Beware! Hackers are everywhere!
Posted by Peo Nathan on October 11, 2019
Category ComputerVault
1
0

Recently, someone made a significant financial transaction over phone with one of the leading banks in America. Right after he hung up the phone, within 5 minutes, he got a phishing email that looked just like an email alert from his bank stating “We have detected an irregular activity on your account.” If he wasn’t careful as to what the embedded link on the “Get Started” button was, he would have compromised his PC, the corporate network and potentially the bank account information. He informed the bank, but, never heard back from them! Why commercial businesses ignore consumers’ cyber protection is a separate topic by itself.

In this case, the possibility of cyber security breach would have occurred in (1) the company’s or bank’s VoIP network, (2) ISP’s phone lines, (3) someone overhearing him or the customer support person of the bank, or (4) the bank’s customer support system or any number of IT systems involved in such a financial transaction. While investiating, they had ruled out the security compromises on their end; company’s VoIP network or someone at their office overhearing his conversation and acting upon it. That leaves the ISP’s phone network and the bank’s personnel, network, and their IT systems. We are in no position to evaluate those vulnerabilities as a consumer.
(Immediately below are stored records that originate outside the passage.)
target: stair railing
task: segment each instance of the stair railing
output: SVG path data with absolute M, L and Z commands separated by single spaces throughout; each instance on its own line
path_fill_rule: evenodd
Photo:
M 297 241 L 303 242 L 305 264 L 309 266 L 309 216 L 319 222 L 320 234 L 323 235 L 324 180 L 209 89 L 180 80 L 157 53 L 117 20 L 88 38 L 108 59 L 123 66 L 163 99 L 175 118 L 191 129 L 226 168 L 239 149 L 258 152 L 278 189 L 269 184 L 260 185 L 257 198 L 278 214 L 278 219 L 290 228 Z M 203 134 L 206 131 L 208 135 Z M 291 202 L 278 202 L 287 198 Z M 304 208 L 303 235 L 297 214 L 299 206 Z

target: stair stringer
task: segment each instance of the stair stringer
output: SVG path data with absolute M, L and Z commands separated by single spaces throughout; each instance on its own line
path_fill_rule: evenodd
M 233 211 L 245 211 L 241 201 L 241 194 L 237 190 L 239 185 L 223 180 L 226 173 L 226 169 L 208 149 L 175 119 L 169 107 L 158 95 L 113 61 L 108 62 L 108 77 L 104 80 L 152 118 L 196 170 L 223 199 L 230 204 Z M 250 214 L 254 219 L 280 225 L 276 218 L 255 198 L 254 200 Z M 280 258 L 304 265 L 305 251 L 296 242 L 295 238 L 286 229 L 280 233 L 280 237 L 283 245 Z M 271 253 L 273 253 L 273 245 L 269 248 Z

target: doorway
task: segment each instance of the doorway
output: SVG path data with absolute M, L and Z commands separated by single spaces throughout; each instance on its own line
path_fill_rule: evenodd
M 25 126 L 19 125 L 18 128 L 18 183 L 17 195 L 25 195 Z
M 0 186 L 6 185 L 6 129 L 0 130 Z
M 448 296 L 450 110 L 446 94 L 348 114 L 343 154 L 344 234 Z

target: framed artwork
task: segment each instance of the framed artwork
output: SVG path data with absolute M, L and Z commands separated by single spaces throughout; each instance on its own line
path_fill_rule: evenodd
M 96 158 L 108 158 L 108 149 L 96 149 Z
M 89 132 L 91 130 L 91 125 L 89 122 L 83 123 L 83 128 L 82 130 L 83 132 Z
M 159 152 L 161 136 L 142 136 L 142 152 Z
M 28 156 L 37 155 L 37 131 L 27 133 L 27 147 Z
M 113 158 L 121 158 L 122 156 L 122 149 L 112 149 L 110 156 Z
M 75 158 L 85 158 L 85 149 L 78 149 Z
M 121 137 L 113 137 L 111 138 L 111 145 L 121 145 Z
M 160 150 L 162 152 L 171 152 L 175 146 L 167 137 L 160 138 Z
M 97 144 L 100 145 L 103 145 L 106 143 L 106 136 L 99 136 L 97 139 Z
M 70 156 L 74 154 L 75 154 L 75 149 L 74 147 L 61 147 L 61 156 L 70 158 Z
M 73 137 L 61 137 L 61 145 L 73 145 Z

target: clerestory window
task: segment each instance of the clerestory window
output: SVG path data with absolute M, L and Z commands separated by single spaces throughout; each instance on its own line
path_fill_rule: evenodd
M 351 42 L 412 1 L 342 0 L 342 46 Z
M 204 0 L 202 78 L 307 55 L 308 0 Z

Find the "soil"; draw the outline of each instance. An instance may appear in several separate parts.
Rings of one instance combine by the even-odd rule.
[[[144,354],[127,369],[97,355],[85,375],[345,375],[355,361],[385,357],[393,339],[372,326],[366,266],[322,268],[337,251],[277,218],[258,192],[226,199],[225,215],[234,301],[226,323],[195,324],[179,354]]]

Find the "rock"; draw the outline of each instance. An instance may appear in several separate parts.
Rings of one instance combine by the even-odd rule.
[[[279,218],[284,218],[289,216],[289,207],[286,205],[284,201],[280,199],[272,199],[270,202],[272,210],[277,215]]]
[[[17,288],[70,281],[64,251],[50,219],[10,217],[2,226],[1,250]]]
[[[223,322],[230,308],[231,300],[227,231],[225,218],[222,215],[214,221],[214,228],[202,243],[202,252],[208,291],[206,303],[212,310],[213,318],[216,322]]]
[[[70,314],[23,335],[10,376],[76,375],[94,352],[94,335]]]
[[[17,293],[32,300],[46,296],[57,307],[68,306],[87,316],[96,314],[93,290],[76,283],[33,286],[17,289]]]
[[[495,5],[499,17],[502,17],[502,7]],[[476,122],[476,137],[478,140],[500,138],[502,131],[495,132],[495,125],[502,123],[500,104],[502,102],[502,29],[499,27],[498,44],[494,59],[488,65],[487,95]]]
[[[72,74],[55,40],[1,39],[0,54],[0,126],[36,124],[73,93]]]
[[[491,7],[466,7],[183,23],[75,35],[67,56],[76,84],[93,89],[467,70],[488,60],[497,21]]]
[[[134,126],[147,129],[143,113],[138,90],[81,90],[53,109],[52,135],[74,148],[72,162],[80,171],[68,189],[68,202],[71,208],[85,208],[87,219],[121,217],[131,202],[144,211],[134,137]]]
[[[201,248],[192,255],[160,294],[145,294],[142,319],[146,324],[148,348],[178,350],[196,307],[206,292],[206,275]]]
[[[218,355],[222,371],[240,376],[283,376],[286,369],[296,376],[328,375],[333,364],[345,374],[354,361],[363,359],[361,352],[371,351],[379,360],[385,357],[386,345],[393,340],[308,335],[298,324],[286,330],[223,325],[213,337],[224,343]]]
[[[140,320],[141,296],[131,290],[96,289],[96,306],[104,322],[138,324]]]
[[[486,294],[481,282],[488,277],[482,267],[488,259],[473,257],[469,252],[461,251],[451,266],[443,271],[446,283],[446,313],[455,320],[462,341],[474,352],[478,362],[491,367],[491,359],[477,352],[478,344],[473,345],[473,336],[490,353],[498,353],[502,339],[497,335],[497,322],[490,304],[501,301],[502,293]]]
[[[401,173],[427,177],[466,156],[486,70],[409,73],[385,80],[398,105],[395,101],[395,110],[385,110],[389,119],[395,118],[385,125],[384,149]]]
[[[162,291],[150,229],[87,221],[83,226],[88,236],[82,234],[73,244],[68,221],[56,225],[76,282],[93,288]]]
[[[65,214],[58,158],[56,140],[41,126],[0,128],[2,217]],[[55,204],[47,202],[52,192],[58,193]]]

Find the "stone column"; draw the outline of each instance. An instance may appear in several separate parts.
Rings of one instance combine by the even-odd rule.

This event and the thousands of cyber security incidences that occur every day, should make you wonder if vast number of commercial networks across the internet backbone are compromised and if there are stealthy bots strategically situated across the digital world to skim sensitive information. Corporations hire top digital security personnel, but, that alone is not going to solve the problem. An unaware employee in a corporate network can compromise the entire network without his or her knowledge by simply clicking a link in an email or a supposedly trusted website among the myriad of social or news media sites and e-commerce websites.

Hackers on the big bad internet is like criminals roaming free, except, that when a physical crime is committed, it is more often visible than a crime committed in the cyber world. Of course, there are security software, but, the truth is that, the hackers are several steps ahead of those security software.

Cybercrime is highly profitable, scalable beyond anyone’s imagination, and often widely distributed across the globe, that is hard to track and eliminate.

So, how can businesses protect their computers and networks from hackers? How can businesses help their employees to help themselves from unknowingly making a mistake of inviting a hacker to their computer and compromise their network? The problem is exponentially difficult for SMBs as they don’t have nor can afford to dedicate cyber security resources like any large enterprise, despite the fact that most large enterprises are failing silently in their cyber protection efforts.

The simple answer to cyber security threat is to cut the internet cord which is not acceptable to the modern work force or closely manage access to the outside world away from the network where the corporate data reside. This require a change in perspective on how the infrastructure, from PCs to corporate servers, are deployed and managed. Businesses have to provide their employees access to the outside world while providing a “cyber clean room” for performing their daily corporate work.